I didn’t have to lean on my judgment when it came to April’s future with Maude. April was deeply engaged in a giggly, whispered exchange with a dark-haired French beauty, a startlingly sultry little piece named Kitten, whom April had managed to pick up somewhere, somehow, after the Lombardi show. She’d simply brought her along to hitch a ride to New York, where Kitten had an appointment to meet Katie Ford, and nobody’d asked any questions. Maude was sitting alone, as far away from them as possible, working steadily on her laptop. Personally I’d rather have flown commercial than punish myself that way. I felt truly sorry for her, but of course it was bound to happen. Still and all—so soon?

I looked around the interior of the jet with unjaded wonder. I’d never imagined that somewhere there had to be someone who understood how to design aircraft seating. Our various lush swivel chairs were a combination of love seat and Barcalounger that gave comfort a new meaning. I was having such a delicious time with my thoughts that I had to fight to keep myself from drifting off, as Jordan had done, falling instantly asleep as the jet left the airport. I wasn’t surprised, not after last night.

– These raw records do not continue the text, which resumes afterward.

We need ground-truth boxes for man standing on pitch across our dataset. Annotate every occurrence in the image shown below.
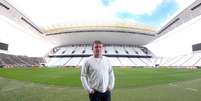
[81,40,115,101]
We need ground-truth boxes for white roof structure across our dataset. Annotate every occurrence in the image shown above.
[0,0,201,46]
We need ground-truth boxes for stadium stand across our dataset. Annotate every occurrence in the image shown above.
[47,45,154,67]
[0,53,45,67]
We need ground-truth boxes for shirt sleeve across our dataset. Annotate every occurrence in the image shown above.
[80,62,93,93]
[109,60,115,90]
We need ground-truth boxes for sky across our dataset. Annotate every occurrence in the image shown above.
[0,0,197,56]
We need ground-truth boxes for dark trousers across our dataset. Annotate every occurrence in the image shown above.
[89,91,111,101]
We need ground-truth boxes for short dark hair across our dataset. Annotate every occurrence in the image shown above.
[92,40,103,50]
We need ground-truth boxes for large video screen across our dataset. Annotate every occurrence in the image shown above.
[0,42,8,50]
[192,43,201,51]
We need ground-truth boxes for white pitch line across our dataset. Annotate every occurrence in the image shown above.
[168,83,177,87]
[185,88,198,92]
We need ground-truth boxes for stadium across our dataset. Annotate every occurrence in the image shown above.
[0,0,201,101]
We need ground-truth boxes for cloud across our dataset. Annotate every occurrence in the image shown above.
[110,0,163,15]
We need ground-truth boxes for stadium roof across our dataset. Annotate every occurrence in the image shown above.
[0,0,200,45]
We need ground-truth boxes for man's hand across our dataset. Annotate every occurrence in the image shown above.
[88,89,95,94]
[107,87,112,91]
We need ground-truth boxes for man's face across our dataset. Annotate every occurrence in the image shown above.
[92,44,103,57]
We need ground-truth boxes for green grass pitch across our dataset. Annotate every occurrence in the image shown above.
[0,68,201,101]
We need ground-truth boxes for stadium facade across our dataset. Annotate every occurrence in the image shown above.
[0,0,201,67]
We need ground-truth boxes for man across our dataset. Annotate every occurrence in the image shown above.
[81,40,115,101]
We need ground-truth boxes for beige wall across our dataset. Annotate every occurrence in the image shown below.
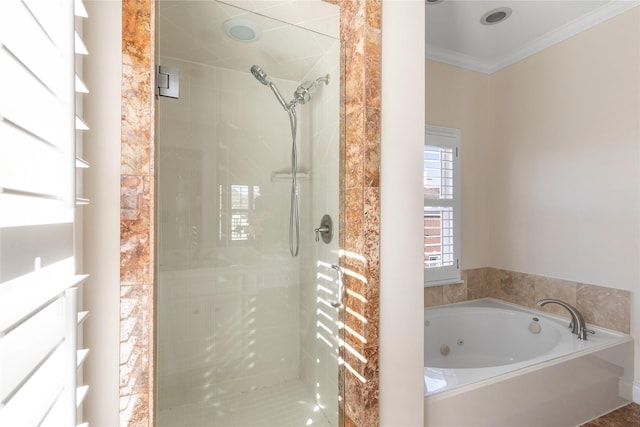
[425,60,493,270]
[426,8,640,393]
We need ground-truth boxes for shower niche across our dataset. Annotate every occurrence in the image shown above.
[156,1,340,426]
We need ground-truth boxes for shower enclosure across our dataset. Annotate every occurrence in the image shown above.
[156,0,341,427]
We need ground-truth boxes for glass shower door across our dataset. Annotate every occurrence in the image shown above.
[156,0,340,426]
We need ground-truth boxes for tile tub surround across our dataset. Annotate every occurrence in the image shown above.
[120,0,382,427]
[424,267,631,334]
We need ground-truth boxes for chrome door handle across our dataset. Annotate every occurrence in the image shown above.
[331,264,344,308]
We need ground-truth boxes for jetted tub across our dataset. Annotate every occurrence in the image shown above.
[424,298,633,426]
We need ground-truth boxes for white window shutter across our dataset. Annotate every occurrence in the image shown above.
[0,0,88,427]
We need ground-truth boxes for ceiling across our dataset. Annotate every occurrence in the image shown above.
[159,0,339,81]
[425,0,638,74]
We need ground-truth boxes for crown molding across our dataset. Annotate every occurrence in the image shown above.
[425,0,640,74]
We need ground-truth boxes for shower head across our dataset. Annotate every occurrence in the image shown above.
[251,65,292,111]
[251,65,271,85]
[293,74,329,104]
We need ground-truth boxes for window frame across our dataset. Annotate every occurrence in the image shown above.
[423,125,462,287]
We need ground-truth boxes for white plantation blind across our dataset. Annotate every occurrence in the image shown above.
[423,126,460,286]
[0,0,88,427]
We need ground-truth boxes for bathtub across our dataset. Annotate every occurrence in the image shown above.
[424,298,633,426]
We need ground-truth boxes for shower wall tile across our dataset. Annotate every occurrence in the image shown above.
[120,0,154,426]
[339,0,381,427]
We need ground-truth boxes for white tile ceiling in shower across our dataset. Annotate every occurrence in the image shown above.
[159,0,338,81]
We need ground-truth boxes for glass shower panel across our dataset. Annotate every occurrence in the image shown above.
[156,0,340,426]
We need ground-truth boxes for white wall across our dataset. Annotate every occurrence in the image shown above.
[299,40,340,426]
[380,0,425,427]
[83,0,122,427]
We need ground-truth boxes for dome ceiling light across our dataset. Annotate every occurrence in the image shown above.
[222,18,262,42]
[480,7,512,25]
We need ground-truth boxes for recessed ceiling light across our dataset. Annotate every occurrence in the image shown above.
[480,7,511,25]
[222,18,262,42]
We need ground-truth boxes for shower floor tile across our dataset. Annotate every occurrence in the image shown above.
[158,381,332,427]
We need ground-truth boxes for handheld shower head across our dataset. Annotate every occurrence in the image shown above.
[293,74,329,104]
[251,65,271,85]
[251,65,290,111]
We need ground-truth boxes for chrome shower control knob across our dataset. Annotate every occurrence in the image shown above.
[315,215,333,243]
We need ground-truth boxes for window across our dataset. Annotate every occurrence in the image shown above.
[423,126,461,286]
[0,0,88,426]
[218,184,262,242]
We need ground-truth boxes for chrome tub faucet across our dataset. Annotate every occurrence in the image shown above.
[536,298,595,340]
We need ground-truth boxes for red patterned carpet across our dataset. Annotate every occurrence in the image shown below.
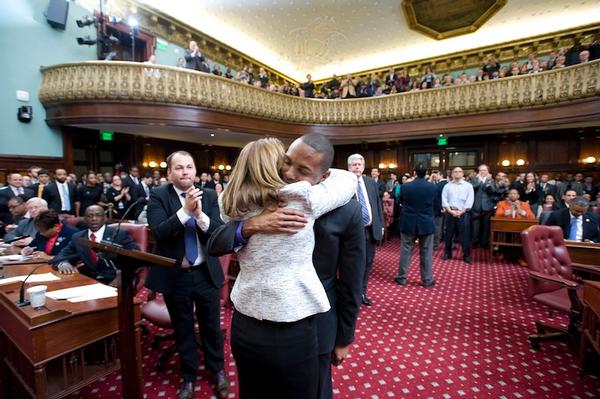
[70,239,600,399]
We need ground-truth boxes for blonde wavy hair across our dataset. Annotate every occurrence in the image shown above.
[221,138,285,219]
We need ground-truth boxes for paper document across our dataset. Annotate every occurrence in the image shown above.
[46,283,117,303]
[0,273,60,285]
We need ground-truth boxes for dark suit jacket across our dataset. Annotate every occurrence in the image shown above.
[42,181,78,214]
[0,185,35,224]
[363,176,383,241]
[544,208,600,242]
[208,200,366,354]
[471,176,498,212]
[375,179,385,198]
[400,178,438,236]
[52,226,139,280]
[146,183,225,294]
[29,223,78,256]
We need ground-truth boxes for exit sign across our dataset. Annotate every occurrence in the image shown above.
[100,132,114,141]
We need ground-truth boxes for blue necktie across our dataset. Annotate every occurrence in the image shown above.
[181,193,198,265]
[356,180,369,226]
[568,216,579,241]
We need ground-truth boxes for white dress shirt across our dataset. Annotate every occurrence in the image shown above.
[173,186,210,267]
[569,213,583,241]
[356,176,372,226]
[88,225,106,242]
[56,181,73,211]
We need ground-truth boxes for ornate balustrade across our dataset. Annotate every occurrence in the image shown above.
[40,60,600,125]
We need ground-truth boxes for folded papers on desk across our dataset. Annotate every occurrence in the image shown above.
[46,283,117,303]
[0,273,60,285]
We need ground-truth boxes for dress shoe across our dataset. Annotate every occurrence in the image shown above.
[215,370,229,399]
[421,279,436,288]
[177,382,194,399]
[362,295,372,306]
[394,277,406,285]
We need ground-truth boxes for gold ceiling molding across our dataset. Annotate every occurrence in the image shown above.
[402,0,507,40]
[39,60,600,125]
[83,0,298,83]
[315,23,600,85]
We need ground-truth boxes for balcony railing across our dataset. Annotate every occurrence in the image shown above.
[40,60,600,125]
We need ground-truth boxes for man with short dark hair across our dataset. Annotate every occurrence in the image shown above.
[52,205,139,284]
[4,197,48,247]
[546,197,600,242]
[394,165,437,288]
[42,168,77,215]
[442,166,474,264]
[31,169,50,198]
[146,151,228,399]
[209,134,365,399]
[348,154,384,306]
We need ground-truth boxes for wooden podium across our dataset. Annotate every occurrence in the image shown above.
[80,238,176,399]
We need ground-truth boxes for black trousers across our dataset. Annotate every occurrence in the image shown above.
[445,212,471,256]
[231,311,319,399]
[471,210,492,248]
[317,353,333,399]
[163,264,224,382]
[363,226,377,295]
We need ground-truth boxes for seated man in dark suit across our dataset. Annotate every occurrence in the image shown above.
[22,210,77,259]
[545,197,600,242]
[52,205,139,284]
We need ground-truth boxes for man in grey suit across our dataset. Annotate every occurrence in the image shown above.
[394,165,439,287]
[348,154,384,306]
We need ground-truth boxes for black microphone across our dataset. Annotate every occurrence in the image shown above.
[102,197,146,247]
[4,235,29,244]
[16,263,47,308]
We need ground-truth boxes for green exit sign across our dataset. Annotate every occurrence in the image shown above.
[100,132,114,141]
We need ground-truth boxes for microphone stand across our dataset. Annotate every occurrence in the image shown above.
[16,263,46,308]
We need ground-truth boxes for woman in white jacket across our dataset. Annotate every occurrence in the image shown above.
[220,138,356,399]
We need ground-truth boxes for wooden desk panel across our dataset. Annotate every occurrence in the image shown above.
[490,216,538,252]
[0,264,141,399]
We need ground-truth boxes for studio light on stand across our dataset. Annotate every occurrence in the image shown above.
[127,17,139,62]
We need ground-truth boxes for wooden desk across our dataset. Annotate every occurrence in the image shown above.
[565,241,600,270]
[490,216,538,252]
[579,281,600,373]
[0,264,141,399]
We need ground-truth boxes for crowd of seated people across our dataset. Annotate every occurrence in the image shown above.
[380,165,600,262]
[147,41,600,99]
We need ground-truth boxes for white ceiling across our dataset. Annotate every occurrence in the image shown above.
[137,0,600,81]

Jordan had been quiet as we all packed after a final dinner at the Relais Plaza, where we’d amused
ourselves by the sight of Peaches Wilcox, brilliant, beyond-bejeweled and looking as bloomingly rejuvenated as a vampire after a particularly tasty feast. Last night she’d reigned over three large tables of her guests, the cream of the small clan of American socialites who are rich enough to order from the couture. Marco, whose new affiliation had been fully explained to Justine by her father, glued himself to her side all through the meal, attentive, adoring, hanging on every word she said; the only thing missing were his leg irons and handcuffs, which, I assumed, had been left in her suite.